Yo había escuchado por la radio que los médicos estaban a favor del gobierno de
Franco. Ella dijo: “Sí, los médicos de las ciudades o de centros de pueblo están en contra
de lo que se llama atención domiciliaria, que es ir a la casa del enfermo cuando la gente
no cuenta con transporte para llegar a hospitales, y a veces no hay hospitales tampoco.

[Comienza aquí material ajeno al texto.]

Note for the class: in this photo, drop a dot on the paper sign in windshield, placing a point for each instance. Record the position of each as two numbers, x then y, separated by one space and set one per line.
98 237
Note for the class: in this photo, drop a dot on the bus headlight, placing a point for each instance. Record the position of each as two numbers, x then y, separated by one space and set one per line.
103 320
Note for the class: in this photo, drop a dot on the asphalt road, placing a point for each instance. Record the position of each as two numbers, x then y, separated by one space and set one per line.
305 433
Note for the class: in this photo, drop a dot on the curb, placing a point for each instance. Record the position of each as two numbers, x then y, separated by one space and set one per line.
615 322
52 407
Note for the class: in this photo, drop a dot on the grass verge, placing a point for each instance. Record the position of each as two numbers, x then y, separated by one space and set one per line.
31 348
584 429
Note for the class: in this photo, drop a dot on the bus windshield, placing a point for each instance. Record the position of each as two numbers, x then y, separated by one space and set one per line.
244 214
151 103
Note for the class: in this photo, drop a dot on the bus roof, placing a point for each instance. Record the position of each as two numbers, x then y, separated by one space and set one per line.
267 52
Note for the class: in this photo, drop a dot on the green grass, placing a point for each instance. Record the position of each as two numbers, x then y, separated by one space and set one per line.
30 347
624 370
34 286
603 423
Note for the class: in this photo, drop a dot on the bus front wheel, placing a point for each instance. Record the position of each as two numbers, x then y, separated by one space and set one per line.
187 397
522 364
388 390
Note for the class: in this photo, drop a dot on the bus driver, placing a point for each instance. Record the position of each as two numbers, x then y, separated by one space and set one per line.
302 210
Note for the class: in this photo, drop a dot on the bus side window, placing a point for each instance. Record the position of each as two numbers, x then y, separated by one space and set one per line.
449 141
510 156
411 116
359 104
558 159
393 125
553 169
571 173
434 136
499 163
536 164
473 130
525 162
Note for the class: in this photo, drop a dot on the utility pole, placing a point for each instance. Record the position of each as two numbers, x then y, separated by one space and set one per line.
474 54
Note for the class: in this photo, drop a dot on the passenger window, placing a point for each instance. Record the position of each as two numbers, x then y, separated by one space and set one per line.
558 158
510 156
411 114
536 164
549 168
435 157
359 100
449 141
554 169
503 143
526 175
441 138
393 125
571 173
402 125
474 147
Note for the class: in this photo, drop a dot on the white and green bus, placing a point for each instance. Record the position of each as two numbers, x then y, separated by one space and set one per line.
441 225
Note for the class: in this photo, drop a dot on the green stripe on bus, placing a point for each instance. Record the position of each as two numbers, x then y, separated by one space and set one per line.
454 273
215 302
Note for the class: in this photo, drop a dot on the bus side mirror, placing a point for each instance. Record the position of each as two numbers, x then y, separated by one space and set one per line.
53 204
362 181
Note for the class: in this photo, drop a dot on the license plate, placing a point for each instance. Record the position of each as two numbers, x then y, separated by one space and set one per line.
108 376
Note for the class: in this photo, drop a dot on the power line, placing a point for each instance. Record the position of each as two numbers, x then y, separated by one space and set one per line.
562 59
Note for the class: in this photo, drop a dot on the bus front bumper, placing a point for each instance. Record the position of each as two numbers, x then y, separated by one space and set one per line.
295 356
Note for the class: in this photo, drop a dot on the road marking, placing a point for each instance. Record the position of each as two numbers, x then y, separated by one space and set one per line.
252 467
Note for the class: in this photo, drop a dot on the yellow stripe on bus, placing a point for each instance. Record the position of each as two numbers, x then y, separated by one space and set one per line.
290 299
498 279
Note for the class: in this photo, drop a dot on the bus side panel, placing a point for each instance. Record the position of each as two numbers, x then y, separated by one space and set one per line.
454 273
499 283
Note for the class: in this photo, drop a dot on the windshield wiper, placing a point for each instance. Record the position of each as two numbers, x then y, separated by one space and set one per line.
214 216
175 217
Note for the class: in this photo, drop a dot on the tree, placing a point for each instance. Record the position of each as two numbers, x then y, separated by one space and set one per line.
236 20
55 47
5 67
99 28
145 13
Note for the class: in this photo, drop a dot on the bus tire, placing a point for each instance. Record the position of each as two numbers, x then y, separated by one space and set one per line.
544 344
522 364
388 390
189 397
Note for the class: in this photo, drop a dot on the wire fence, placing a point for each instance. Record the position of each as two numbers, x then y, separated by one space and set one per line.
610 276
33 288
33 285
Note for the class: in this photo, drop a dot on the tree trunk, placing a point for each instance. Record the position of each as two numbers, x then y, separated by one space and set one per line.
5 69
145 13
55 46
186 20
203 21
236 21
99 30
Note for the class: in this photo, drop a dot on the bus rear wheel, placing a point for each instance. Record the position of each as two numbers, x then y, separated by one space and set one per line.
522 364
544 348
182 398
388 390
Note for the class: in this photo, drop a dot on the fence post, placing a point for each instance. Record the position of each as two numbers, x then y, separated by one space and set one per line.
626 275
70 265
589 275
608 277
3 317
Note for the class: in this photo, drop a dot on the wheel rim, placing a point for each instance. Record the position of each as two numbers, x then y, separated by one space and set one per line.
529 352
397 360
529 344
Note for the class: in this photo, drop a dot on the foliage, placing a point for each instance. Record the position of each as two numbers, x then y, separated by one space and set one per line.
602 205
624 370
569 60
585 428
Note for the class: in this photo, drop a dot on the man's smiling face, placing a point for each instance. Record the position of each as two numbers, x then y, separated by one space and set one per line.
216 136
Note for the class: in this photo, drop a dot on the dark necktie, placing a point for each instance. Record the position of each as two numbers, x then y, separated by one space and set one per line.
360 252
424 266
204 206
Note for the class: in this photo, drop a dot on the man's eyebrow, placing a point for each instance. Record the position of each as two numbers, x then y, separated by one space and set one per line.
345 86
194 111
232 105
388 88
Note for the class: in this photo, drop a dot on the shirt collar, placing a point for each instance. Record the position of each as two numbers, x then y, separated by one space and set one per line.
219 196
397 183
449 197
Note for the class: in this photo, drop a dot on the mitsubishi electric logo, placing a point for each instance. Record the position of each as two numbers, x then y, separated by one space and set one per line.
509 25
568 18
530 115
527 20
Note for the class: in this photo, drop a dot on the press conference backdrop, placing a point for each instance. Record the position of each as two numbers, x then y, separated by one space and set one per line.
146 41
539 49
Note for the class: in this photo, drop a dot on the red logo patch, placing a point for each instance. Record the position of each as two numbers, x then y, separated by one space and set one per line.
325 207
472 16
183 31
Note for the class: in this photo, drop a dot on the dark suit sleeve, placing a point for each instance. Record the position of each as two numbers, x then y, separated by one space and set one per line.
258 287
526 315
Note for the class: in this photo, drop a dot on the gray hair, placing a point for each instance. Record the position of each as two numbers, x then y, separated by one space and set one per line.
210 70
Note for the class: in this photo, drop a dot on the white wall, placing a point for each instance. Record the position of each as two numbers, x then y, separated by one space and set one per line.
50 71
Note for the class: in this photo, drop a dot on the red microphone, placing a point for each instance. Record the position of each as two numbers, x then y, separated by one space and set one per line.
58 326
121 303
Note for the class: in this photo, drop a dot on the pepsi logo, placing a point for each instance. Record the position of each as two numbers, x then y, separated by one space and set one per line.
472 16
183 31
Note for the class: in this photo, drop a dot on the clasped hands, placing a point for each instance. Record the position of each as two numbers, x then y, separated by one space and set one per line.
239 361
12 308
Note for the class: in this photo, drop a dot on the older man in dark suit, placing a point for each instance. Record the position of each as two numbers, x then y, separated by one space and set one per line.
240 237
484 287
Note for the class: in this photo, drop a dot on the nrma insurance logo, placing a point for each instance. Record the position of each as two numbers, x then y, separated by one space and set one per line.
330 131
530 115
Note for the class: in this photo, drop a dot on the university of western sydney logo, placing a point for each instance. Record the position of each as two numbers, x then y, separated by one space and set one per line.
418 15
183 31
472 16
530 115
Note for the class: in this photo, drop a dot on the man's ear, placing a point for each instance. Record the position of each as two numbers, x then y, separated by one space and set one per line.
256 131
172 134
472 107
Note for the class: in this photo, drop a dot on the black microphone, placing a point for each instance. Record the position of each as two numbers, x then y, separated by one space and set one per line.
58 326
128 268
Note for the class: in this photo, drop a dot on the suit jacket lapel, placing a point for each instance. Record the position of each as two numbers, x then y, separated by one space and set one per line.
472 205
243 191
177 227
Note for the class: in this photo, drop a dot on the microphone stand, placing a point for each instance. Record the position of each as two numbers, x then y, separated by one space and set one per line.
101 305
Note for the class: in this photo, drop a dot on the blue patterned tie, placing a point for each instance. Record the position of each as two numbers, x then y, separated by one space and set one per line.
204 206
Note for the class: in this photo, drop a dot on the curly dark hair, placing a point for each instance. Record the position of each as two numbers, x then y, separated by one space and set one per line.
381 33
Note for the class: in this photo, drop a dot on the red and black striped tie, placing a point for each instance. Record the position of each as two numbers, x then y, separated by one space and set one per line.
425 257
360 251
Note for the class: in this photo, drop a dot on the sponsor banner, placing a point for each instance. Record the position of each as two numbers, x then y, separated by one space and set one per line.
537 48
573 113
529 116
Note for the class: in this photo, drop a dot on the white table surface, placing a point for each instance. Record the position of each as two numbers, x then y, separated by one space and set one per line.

Pero ese proyecto se va a cortar, porque los médicos que se oponen son los de clínicas
privadas, quieren clientes que les paguen bien. Y también van a cortar un proyecto que
tenía éxito total, contra el analfabetismo”. Y añade: “Este es el capitalismo más atrasado
de América Latina”.
En Paraguay en su laberinto de Mariana Farsi leí en relación a Federico Franco:
“Constantemente amenaza con romper la alianza y no oculta su deseo de ser presidente
de la república en este mismo mandato” (Editorial Capital intelectual, Buenos Aires,
2010).
Ella me dice: “Sí, le prometió a su papá en el lecho de muerte que él iba a ser
presidente”.
Según el último censo agropecuario, las personas que tienen más de 500 hectáreas son
el 2,6 por ciento del total de propietarios rurales y poseen el ochenta y cinco por ciento
de las tierras. El 20 por ciento de la población vive en la indigencia. Y la mayoría es
pobre. (Del artículo de Ignacio González Bozzolasco en Lugo, herencia, gestión y
desafíos, Asunción, 2009.)
Volviendo a la entrevista, en la casa de Malú se cortó la luz. Nos fuimos a un balconcito
y vimos que era un corte grande. Le pregunté si tenia miedo de estar a oscuras y me dijo
que no, que no me acompañaba porque esperaba un llamado, entonces yo atravesé unas
cuatro cuadras sin luz, sintiéndome muy valiente.

Despedida
Por algún motivo que desconozco, toda la zona de influencia guaraní de mi país, Entre
Ríos, donde sólo conocen algunas palabras, Corrientes, donde se habla mucho más en
ese idioma, Misiones de la tierra colorada y Asunción que ya había visitado, me son
afines. La música de la zona, la gente con su cordialidad y sus ganas de vivir, me
contagian alegría a mí también. Y ahora me pesa que no haya querido o podido
despedirme de dos hermanos que tenían un negocio mezcla de saloncito de té y venta de
masas y empanadas, donde yo compraba algo a la noche y charlaba con la hermana
mayor. Ella aparentaba unos treintitantos años, era morena clara, de pelo castaño pero
no teñido; me contaba que habían abierto el negocio un mes antes y que esperaba tanto,
tanto que le fuera bien, a ella y a ese hermano menor al que evidentemente protegía,
porque ella ya era madre y el muchacho un nene mimado que quería ser escritor y me
quería hacer leer en la computadora lo que había elucubrado. Los dos ponían una
diligencia excesiva en atender a la gente, quizás propia del comerciante nuevo pero me
daba la impresión como de que estuvieran jugando a las visitas, como si se pusieran
contentos a la entrada de un cliente. A mí me divertían mucho, porque era como si la
entrada de un cliente fuera un hecho asombroso. Y yo charlaba con ella y con el aprendiz
de escritor, les aconsejaba que pusieran sillas en la vereda, así yo podía fumar. Lo
tomaban como una buenísima idea para el futuro. A la noche, cuando estaba por entrar
al hotel ya para no salir, si no pasaba a comprarles me parecía que me faltaba algo; yo ya
me había hecho una costumbre como de barrio, más bien como si ese fuera mi barrio.
Pero no sé cómo les irá con su salita de té. Tengo que volver para ver de nuevo al río
Paraguay y también para saber si han prosperado con su negocito. Ojalá que sí.